An infection begins when a coronavirus uses the tip of the vein protein to attach to the surface of a human cell. It then releases harpoon-like arms from the base of the pick, pulls itself to the cell and delivers its genes.

Before the virus can carry out this invasion, however, the ear protein must bump into the surface of the cell in a human protein. After contact, the vein can rotate freely and expose its tip of the harpoon.

The 677 mutation changes the vein protein along the place where our proteins call the virus, allowing the acre to be more easily activated.

Jason McLellan, a structural biologist at the University of Texas at Austin who was not involved in the study, calls it an “important advance.” But he warned that the way the coronavirus releases its harpoons is still pretty mysterious.

“It’s hard to know what these substitutes are doing,” he said. “It really needs to be followed up with some extra experimental data.”

Dr.

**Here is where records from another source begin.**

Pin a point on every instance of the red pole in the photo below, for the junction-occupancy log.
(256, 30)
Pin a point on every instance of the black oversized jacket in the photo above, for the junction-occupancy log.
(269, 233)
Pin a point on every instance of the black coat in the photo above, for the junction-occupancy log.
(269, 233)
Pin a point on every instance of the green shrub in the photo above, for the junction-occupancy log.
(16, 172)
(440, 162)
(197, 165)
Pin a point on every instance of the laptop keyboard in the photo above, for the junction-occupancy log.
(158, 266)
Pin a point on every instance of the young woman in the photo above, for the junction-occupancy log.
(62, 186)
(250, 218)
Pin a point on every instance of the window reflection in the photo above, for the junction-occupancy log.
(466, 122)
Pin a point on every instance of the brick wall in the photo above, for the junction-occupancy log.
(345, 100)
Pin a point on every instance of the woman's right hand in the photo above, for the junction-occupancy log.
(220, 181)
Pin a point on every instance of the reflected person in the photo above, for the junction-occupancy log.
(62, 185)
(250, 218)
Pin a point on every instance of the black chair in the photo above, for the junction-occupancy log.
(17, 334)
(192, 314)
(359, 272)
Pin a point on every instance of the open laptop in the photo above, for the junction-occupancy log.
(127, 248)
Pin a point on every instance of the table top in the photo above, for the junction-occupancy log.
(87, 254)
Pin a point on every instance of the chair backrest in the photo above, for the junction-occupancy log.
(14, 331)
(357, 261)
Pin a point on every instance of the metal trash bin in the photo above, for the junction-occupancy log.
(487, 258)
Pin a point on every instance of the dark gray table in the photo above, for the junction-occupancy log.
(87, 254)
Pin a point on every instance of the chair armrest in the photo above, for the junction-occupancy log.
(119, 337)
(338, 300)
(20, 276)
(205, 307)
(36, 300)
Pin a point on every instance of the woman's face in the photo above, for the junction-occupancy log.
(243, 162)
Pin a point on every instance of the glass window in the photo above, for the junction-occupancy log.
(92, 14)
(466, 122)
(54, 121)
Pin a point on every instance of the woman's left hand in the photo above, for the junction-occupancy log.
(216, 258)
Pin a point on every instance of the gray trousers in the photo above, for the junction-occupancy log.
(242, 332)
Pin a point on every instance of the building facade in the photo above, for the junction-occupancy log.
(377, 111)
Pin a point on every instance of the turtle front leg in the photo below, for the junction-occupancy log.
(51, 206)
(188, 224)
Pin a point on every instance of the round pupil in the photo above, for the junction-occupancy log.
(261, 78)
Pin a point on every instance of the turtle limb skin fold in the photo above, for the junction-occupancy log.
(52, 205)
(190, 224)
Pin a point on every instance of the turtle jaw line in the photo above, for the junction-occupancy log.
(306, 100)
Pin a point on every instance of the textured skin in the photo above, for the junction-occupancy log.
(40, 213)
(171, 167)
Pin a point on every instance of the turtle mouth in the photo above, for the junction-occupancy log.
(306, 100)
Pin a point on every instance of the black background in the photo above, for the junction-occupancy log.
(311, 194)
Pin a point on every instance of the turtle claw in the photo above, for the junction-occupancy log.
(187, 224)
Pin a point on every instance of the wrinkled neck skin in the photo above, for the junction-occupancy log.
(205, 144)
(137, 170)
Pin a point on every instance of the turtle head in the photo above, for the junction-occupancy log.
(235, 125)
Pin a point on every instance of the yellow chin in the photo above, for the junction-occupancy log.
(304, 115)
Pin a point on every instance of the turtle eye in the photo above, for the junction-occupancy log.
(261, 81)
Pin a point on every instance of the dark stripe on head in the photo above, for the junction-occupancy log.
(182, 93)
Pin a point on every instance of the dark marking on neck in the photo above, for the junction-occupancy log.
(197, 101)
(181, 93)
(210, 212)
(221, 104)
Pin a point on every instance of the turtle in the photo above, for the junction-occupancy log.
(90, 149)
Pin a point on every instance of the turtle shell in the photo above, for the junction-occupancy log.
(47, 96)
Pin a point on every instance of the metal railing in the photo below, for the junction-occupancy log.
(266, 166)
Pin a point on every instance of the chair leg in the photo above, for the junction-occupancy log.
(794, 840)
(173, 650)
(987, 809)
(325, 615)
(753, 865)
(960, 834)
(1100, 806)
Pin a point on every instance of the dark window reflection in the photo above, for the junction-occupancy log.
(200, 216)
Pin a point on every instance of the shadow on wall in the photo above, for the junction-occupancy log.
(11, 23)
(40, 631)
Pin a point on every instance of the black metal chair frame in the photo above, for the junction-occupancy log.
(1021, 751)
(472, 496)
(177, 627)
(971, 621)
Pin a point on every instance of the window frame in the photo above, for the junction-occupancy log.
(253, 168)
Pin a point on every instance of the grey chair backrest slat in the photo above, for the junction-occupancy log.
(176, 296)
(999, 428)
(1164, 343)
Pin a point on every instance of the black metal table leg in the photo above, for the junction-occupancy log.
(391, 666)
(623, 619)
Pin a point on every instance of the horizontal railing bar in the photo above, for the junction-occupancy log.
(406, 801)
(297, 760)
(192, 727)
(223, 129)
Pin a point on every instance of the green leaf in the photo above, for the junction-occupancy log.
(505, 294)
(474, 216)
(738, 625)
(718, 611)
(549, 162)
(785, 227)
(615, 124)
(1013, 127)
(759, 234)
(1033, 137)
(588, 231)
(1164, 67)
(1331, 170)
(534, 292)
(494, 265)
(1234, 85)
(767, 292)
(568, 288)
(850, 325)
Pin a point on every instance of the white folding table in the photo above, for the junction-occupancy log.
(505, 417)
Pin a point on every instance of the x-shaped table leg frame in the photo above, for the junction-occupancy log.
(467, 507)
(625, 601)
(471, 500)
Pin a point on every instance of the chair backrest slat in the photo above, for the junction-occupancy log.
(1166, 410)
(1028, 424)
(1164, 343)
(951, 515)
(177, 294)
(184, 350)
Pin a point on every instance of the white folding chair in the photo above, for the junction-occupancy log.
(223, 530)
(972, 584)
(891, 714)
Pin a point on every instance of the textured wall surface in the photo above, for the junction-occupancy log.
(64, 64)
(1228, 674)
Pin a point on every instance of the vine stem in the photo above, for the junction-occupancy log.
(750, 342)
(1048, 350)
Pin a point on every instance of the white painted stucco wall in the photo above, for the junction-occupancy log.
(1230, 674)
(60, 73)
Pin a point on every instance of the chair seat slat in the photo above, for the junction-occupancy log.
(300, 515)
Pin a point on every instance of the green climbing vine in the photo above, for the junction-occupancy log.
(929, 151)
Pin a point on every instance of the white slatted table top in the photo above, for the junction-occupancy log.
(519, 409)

Kamil and his colleagues begin the experiments in the hope of seeing if the mutation does make a difference to infections. If the experiments express their suspicion, the 677 mutation will join a small, dangerous club.

Convergent evolution has also transformed some other spots on the vein protein. The 501st amino acid, for example, has mutated in a number of lineages, including the infectious variants first observed in the United Kingdom and South Africa. Experiments have shown that the 501 mutation changes point by point. That change causes the virus to cling more tightly to cells and infect them more effectively.

Scientists expect coronaviruses to contract into more mutations that give them an advantage – against not only other viruses, but also our own immune system. But Vaughn Cooper, an evolutionary biologist at the University of Pittsburgh and co-author of the new study, said laboratory experiments alone would not be able to reveal the extent of the threat.

To really understand what the mutations do, scientists will have to analyze a much larger sample of coronaviruses collected across the country. But at the moment, they can only look at a relatively meager number of genomes collected by a patchwork of state and university laboratories.

“It is ridiculous that our country does not devise a national strategy to supervise,” said Dr. Cooper said.